We also need to focus on social screens. These include whether or not a company is involved in the production, servicing and sales of cluster munitions and landmines, nuclear weapon systems, child labour, factory farming, tobacco, alcohol, gambling and adult entertainment.
Socially responsible investing looks at either excluding or including less of these companies that are involved in the activities mentioned above in portfolio design.
There are also a few things to consider that you should be seeking in any investment portfolio:
- Broad diversification so that you can capture returns wherever they may come from and minimise any shocks. Own as much of the market as you can.
- Asset allocation. This is probably the single biggest feature of an investment portfolio that you should focus on. An allocation weighted towards growth assets produced higher returns over the longer term along with greater volatility and risk. Growth assets include shares and property. An allocation weighted towards defensive assets produces less volatility and lower returns over the longer term.
- Overweight your portfolio according to assets that are known to deliver superior returns like small companies, value (cheap companies) and profitable companies.
- Focus on what’s important to you. Growth or income?
So we have conflict. Excluding these companies can impact on your diversification and therefore impact on your risk exposure and your long term performance.

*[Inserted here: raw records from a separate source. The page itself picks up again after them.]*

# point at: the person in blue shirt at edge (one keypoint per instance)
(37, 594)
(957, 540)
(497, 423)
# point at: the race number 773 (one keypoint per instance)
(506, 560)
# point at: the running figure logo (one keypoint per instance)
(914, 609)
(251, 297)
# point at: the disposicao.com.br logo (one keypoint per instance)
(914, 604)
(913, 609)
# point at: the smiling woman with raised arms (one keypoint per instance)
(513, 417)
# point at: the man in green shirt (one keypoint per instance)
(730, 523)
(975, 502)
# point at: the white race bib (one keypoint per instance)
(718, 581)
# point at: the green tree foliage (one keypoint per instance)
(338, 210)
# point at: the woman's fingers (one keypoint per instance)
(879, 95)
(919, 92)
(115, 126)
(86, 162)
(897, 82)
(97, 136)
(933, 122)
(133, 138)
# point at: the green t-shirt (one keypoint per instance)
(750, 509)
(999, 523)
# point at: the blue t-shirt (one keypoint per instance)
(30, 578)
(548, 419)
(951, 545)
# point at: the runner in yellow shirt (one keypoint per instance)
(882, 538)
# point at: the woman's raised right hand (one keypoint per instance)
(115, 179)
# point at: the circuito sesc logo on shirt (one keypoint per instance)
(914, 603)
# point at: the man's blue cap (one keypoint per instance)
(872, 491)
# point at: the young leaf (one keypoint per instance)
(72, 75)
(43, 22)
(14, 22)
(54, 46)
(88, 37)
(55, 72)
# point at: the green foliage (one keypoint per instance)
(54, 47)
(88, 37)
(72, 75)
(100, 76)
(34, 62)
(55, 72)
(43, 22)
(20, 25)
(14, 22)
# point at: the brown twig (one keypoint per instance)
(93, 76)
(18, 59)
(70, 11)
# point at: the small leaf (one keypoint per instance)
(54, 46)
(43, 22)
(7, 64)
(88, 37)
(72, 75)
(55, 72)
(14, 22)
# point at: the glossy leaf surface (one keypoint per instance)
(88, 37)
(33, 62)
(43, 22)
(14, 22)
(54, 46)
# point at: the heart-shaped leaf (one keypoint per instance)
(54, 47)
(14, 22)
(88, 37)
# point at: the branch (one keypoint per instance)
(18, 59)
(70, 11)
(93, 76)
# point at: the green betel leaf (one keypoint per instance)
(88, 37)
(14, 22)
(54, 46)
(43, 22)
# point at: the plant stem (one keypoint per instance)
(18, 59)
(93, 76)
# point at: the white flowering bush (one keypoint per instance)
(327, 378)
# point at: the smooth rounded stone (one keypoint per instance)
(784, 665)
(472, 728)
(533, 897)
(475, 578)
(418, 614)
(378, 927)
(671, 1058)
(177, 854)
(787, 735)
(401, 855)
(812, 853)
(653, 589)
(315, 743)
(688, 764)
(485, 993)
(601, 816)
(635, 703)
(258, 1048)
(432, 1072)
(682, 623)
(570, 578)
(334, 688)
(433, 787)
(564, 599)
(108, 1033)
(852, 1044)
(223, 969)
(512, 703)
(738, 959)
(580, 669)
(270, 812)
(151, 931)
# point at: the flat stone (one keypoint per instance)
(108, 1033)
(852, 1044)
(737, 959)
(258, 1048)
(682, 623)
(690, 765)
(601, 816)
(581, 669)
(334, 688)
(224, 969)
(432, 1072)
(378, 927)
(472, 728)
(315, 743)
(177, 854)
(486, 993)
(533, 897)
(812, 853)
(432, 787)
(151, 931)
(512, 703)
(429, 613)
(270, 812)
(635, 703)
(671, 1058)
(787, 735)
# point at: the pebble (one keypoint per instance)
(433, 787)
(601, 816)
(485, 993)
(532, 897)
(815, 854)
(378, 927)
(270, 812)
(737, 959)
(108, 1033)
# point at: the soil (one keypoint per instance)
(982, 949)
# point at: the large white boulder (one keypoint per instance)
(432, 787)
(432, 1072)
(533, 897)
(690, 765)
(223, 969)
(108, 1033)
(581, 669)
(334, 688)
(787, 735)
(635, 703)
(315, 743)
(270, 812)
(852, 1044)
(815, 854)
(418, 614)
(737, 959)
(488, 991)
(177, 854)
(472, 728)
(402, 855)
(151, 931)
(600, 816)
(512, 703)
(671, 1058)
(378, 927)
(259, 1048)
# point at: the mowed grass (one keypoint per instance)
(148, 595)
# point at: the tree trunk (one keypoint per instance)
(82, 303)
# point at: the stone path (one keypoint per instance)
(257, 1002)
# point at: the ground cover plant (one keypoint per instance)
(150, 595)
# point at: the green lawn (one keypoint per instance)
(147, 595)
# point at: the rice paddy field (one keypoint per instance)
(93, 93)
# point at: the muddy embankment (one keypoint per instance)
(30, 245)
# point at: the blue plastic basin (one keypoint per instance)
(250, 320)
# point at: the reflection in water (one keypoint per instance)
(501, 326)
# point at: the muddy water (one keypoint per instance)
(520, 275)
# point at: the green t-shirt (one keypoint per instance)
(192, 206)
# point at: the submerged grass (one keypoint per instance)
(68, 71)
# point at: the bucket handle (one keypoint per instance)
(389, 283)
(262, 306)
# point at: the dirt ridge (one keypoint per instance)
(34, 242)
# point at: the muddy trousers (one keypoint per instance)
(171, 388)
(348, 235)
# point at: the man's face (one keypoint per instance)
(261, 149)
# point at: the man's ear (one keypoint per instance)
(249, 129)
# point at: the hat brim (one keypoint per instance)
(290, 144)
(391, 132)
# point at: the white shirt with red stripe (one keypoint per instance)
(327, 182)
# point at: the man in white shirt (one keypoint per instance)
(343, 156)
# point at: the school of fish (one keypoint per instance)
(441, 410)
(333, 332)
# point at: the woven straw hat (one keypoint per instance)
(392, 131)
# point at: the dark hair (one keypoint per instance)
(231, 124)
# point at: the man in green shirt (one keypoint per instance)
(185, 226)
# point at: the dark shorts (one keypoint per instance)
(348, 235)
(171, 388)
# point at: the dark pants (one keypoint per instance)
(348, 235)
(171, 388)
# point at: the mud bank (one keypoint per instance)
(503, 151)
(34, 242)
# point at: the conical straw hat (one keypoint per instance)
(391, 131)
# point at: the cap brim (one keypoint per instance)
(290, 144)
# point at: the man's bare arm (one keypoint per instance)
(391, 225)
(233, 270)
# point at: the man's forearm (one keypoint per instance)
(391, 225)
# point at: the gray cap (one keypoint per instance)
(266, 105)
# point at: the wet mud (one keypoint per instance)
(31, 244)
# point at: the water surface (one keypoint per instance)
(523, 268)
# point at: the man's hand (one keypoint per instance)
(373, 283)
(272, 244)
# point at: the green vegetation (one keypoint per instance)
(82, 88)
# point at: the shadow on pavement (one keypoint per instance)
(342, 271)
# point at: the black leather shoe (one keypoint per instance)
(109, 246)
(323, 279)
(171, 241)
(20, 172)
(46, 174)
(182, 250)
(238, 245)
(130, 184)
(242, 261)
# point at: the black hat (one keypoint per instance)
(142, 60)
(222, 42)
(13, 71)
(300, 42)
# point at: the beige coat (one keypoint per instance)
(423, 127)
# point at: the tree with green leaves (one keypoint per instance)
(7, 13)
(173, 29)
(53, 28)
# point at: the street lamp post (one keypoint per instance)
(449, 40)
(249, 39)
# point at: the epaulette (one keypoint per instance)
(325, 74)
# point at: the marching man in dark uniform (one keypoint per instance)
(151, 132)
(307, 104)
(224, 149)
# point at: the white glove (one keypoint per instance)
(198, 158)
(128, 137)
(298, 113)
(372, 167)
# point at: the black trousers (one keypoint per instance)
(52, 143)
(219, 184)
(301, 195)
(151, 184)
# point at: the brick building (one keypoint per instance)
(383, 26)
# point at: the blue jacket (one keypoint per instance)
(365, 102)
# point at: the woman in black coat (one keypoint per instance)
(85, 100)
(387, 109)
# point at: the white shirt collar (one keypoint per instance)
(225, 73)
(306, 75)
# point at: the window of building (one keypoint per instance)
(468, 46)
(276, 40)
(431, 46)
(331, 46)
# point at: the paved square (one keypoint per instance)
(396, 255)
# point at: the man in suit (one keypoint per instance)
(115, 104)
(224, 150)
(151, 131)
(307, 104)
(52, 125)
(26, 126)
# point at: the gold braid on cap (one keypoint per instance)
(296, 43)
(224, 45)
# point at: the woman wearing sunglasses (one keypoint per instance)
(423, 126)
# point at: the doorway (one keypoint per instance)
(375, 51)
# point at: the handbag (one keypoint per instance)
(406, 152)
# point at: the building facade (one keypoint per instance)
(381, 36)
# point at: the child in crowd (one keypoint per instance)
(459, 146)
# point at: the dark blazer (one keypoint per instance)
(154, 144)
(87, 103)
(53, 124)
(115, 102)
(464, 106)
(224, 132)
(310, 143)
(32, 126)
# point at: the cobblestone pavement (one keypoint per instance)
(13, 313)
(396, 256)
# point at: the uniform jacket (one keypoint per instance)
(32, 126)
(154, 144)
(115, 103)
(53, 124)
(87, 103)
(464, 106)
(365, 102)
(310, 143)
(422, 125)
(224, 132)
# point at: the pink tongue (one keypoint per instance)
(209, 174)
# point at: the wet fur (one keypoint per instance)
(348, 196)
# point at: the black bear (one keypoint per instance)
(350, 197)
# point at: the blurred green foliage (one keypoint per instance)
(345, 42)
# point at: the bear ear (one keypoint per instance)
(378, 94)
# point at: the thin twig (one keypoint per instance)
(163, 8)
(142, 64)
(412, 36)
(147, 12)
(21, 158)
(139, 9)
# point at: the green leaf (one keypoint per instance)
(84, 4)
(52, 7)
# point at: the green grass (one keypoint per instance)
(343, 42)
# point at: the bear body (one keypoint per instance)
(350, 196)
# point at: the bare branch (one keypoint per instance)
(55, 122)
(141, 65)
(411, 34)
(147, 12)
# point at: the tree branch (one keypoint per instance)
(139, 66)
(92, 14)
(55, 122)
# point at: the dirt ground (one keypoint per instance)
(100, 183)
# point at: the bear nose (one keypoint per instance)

It becomes really important to get a balance where by your portfolio is excluding and under weighting particular companies yet maintaining maximum exposure to performance and limited to risk.
You can do this by focusing socially responsible metrics within a portfolio. An investment company was able to reduce emissions from its portfolio by 76% outside Australia and by 99.1% from its Australian portfolio.
This screening and under weighting of companies that don’t meet socially responsible criteria also saw improved performance across their developed markets. These include countries like US and UK. This portfolio had slightly more risk in terms of volatility. In developing markets, including countries like China, Brazil and India, the performance was slightly lower as was the risk. When you think about where fossil fuels are being used the most, this would make sense. Developed markets are moving more to renewable energy while developing markets are using a lot of natural resources to provide their energy.
What if you are a property investor? Well, there are all sorts of sustainable practices out there. Have you seen the super home movement? Some of their building require little or no use of the national electricity grid. Homes can be built using recycled materials and are built not to meet the building code, but exceed minimum building requirements. Why would you want to achieve the minimum for your most valuable asset?
So in summary. There are options available to investors without compromising on some important investment fundamentals like diversification, performance and risk.
It really comes down to your preferences, values and goals. Which is what investment have always been about.